# Need G scale advice for a project please



## Vandal (Dec 20, 2017)

Hi all,
My Father and I used to have a few trains when I was a kid. My dad is gone now and im not really into Model Railroading, that may change. 
I'm into Action figures, more specifically 3-3/4" GI Joes, and Im searching for a Boxcar that will match the scale. 

Unlike most action figure collectors, I play with my toys. I fully enjoy setting up battle scenes and have decided to take what I learned from Dad to build a table very similar to a RR layout. 

I may add an entire train at some point, but the boxcar is what Im having trouble with now. I need one that would be plastic and roughly about 16"x 8" x5" that seems to be the most accurate set of numbers I can get.
Is there a brand whose scale tends to stay in the 1/18 to 1/22 scale consistantly and relitivly inexpensive?
Any help would be greatly appreciated. Thanks and Merry Christmas to all..
Mike


----------



## Gramps (Feb 28, 2016)

I had Aristocraft which was 1:29, Bachmann was bigger so I'm guessing they would be about 1:22. Good luck


----------



## Lehigh74 (Sep 25, 2015)

From the LGB web site...

"The overwhelming majority of the LGB models is produced in G Scale and is thereby 22.5 times smaller than the real life prototype."

https://www.lgb.com/

But they are not what I would call inexpensive.


----------



## Lehigh74 (Sep 25, 2015)

Not sure of the scale, but this is roughly the length you are after. And a bit more affordable than LGB.
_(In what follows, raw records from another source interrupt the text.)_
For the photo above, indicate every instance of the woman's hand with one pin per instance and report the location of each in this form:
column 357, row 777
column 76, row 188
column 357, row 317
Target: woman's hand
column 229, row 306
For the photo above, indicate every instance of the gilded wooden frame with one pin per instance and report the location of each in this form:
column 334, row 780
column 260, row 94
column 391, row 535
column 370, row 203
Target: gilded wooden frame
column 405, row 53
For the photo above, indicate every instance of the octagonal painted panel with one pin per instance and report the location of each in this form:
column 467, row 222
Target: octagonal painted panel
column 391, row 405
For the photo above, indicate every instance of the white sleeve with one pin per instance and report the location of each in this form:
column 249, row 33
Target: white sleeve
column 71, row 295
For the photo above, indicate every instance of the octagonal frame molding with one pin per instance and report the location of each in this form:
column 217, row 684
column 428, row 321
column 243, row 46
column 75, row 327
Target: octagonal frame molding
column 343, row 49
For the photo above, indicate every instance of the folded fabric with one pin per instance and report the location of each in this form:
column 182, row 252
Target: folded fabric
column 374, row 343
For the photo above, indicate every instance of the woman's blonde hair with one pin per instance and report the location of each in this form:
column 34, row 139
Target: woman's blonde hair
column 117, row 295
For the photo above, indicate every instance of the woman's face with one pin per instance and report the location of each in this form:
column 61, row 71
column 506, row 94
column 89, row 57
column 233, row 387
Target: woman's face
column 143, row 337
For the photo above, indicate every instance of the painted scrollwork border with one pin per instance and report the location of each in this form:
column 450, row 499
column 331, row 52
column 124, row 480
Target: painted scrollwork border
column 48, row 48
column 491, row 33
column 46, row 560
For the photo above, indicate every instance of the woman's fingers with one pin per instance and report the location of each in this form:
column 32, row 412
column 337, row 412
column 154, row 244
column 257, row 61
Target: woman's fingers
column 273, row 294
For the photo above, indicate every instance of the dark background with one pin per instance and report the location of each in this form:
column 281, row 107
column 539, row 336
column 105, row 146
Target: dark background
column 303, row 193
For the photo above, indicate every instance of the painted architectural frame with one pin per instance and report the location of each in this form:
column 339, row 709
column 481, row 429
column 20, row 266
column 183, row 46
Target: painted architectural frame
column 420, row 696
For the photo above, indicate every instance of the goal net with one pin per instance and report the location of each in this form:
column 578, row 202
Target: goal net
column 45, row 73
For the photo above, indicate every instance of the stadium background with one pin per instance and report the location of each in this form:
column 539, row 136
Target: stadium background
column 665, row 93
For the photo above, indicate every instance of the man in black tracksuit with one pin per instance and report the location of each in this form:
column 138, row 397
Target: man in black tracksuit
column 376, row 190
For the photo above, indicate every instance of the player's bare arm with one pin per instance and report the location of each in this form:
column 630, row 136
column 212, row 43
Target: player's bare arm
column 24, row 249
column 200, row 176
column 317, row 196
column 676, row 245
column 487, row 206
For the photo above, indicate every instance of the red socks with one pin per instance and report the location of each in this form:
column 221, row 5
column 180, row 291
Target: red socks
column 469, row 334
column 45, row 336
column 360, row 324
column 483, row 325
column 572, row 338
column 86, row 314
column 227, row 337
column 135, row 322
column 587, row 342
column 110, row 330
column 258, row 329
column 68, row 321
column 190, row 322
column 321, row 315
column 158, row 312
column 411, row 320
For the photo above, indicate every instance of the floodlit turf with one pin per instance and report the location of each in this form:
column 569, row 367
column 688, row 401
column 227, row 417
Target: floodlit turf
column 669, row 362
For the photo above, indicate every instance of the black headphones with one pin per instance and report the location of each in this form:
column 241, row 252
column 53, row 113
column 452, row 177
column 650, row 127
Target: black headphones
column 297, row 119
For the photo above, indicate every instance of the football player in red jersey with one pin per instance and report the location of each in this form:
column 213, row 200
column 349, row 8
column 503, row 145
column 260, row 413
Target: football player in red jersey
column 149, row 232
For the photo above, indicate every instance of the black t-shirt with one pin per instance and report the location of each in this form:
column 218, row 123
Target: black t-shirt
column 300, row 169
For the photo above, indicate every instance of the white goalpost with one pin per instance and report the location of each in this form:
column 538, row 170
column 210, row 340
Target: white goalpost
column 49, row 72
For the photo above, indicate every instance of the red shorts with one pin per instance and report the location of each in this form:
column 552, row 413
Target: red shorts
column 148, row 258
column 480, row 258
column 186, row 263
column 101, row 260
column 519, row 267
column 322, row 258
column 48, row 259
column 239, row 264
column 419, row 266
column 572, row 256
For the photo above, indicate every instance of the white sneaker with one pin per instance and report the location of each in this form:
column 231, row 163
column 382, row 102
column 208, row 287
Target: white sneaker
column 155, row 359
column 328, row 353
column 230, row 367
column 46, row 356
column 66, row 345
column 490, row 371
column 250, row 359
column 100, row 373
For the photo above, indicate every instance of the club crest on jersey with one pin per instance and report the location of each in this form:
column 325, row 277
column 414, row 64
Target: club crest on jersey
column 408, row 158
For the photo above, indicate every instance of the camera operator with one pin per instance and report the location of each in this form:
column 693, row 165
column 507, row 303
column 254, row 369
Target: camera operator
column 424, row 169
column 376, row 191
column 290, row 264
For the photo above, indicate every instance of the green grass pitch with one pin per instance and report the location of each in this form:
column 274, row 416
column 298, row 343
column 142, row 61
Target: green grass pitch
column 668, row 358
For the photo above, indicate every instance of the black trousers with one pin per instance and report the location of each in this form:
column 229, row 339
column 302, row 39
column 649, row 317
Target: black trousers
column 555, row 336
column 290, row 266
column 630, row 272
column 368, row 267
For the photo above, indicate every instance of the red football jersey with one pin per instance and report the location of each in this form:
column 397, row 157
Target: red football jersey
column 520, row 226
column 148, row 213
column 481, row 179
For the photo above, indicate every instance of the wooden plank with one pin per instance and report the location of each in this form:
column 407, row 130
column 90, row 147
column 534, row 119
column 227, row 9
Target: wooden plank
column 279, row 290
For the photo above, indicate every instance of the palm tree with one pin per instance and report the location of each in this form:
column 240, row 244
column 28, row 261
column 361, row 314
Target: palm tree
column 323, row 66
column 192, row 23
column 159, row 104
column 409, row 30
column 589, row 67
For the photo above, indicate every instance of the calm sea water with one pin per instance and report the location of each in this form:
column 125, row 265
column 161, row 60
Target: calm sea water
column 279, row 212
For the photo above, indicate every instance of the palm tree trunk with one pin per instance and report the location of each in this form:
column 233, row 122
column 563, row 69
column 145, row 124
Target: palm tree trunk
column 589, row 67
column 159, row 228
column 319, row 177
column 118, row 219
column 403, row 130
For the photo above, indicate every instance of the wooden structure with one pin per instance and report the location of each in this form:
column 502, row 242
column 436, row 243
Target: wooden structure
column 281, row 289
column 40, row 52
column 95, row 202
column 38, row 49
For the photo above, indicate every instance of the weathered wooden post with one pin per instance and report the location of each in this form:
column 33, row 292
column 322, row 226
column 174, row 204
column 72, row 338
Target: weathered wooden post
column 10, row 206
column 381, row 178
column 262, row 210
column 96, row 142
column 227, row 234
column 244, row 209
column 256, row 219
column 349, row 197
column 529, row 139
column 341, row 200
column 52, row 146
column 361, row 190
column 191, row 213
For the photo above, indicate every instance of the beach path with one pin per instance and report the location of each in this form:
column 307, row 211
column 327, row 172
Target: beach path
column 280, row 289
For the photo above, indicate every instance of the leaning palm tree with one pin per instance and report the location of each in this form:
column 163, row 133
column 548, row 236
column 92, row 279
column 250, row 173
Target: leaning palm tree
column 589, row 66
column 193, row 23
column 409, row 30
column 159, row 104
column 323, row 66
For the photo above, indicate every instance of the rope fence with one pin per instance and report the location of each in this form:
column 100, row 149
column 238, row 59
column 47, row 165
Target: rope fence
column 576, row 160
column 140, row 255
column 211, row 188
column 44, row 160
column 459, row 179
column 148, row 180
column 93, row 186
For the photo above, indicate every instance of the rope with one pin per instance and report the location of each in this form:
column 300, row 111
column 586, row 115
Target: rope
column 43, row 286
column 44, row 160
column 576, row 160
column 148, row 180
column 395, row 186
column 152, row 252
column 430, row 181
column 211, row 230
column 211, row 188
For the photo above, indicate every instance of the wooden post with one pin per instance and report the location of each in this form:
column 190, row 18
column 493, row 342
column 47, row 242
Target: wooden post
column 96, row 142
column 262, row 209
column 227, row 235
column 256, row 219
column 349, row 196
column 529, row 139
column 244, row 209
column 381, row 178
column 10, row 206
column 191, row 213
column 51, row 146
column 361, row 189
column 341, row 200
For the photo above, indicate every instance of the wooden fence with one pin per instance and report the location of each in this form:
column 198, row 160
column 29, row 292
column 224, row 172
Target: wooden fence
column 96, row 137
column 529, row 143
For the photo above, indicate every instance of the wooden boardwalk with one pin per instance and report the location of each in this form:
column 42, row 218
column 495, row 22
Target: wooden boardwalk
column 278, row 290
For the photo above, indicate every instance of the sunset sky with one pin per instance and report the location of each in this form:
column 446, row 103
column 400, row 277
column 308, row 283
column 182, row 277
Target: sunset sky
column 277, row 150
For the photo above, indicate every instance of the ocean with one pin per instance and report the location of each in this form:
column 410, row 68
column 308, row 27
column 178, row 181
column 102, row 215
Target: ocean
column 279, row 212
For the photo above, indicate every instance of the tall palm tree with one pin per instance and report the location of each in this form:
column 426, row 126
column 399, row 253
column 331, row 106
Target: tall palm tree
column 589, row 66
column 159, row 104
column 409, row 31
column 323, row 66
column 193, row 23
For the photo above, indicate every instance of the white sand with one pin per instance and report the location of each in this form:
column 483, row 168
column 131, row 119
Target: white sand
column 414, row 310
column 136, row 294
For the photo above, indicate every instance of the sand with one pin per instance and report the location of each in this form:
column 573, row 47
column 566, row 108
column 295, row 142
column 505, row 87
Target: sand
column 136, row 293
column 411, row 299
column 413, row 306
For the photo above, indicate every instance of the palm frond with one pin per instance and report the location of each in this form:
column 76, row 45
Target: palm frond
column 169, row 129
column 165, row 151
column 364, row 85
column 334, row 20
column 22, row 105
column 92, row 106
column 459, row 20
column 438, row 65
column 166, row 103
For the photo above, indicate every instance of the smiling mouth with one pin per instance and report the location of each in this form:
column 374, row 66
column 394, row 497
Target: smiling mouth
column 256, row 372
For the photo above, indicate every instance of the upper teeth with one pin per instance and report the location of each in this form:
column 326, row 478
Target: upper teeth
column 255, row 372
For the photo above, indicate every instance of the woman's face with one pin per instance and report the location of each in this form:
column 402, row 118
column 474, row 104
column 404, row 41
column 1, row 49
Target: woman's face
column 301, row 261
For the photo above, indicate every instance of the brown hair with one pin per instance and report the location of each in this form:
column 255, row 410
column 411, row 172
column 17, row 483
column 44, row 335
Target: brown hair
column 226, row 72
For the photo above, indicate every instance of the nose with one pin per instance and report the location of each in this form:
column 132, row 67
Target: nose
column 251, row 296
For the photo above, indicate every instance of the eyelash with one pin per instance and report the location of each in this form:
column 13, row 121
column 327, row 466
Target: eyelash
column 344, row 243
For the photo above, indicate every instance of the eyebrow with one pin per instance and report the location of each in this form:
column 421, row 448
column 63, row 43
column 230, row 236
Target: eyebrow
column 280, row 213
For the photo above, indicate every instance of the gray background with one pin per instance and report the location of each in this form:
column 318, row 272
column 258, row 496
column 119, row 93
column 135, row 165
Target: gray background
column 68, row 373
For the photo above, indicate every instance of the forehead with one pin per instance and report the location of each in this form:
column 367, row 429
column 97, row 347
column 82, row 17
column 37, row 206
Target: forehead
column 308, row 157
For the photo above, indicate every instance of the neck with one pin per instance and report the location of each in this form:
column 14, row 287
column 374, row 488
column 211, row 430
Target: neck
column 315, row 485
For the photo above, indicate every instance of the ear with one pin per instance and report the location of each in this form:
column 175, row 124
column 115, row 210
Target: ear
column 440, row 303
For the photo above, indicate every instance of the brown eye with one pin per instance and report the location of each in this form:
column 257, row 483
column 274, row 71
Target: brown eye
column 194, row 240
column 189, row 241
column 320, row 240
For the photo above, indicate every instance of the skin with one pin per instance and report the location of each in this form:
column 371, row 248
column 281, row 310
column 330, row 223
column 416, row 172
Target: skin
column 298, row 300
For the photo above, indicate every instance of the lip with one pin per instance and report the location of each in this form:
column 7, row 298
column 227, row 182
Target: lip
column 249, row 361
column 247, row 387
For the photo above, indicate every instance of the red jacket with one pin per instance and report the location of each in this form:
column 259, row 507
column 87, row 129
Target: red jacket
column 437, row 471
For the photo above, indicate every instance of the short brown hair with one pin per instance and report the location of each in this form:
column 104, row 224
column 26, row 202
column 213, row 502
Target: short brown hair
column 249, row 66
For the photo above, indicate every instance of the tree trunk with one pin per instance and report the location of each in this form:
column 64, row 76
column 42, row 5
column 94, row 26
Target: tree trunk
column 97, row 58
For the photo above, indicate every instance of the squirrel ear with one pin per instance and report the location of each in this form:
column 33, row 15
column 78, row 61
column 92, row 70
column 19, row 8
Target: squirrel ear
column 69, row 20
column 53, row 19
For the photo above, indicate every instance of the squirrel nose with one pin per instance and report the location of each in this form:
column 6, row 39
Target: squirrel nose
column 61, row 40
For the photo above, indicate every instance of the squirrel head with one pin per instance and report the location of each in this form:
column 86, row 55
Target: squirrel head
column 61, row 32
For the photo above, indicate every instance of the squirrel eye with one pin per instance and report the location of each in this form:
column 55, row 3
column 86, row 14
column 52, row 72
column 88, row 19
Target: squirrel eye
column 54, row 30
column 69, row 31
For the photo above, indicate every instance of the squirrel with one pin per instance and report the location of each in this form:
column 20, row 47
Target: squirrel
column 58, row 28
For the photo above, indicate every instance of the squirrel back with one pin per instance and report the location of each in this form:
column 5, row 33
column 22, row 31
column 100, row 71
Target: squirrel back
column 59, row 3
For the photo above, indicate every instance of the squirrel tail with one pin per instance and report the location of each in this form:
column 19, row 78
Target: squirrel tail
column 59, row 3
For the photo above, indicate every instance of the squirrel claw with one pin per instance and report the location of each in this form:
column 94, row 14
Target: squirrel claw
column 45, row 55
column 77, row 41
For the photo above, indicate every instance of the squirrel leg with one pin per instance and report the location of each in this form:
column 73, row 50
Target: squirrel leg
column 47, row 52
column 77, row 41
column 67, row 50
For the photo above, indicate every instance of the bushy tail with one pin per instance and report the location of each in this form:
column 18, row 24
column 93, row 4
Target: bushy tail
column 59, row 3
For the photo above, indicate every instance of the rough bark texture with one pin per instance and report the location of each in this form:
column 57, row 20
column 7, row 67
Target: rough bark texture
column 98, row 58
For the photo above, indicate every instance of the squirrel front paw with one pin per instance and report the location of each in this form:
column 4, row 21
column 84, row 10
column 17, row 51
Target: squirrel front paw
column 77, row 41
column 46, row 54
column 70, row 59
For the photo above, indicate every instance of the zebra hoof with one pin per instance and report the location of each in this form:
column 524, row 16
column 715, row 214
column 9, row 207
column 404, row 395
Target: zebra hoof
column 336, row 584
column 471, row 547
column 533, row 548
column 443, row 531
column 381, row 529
https://www.piko-america.com/collections/boxcars-reefers/products/prr-steel-boxcar-g-scale


----------



## Gramps (Feb 28, 2016)

There are several different sizes in G scale. 1:22, 1:29: 1:32 and some others. 1:29 is 3 times bigger than HO. A 40' boxcar in HO is about 6" long so a 1:29 is 18" long. 1:22 is even bigger but if you want something about 16" long you have to look closer to 1:32 which may be the PIKO brand.


----------



## Vandal (Dec 20, 2017)

Thanks guys, really. 
For whatever reason the scales in MRR seem to not match up with the scales I'm used to. The fingues Im using are accepted as 1/18th scale at 3-3/4" tall. Their vehicles and playsets are not quite to scale with the figures with the biggest jet fighter being 28" long. 
My goal here is a former Circus Clown who lives in the ruins of an abandoned Circus, specifically in an old boxcar. Kinda of a shanty among a few dilapidated items from a Circus. Any and all advice is welcomed and appreciated. And after watching several videos about G scale, my wife and I agree that a Garden Railroad is something we both would enjoy building....so i guess that means you guys are stuck with me. Thanks all.
Michal


----------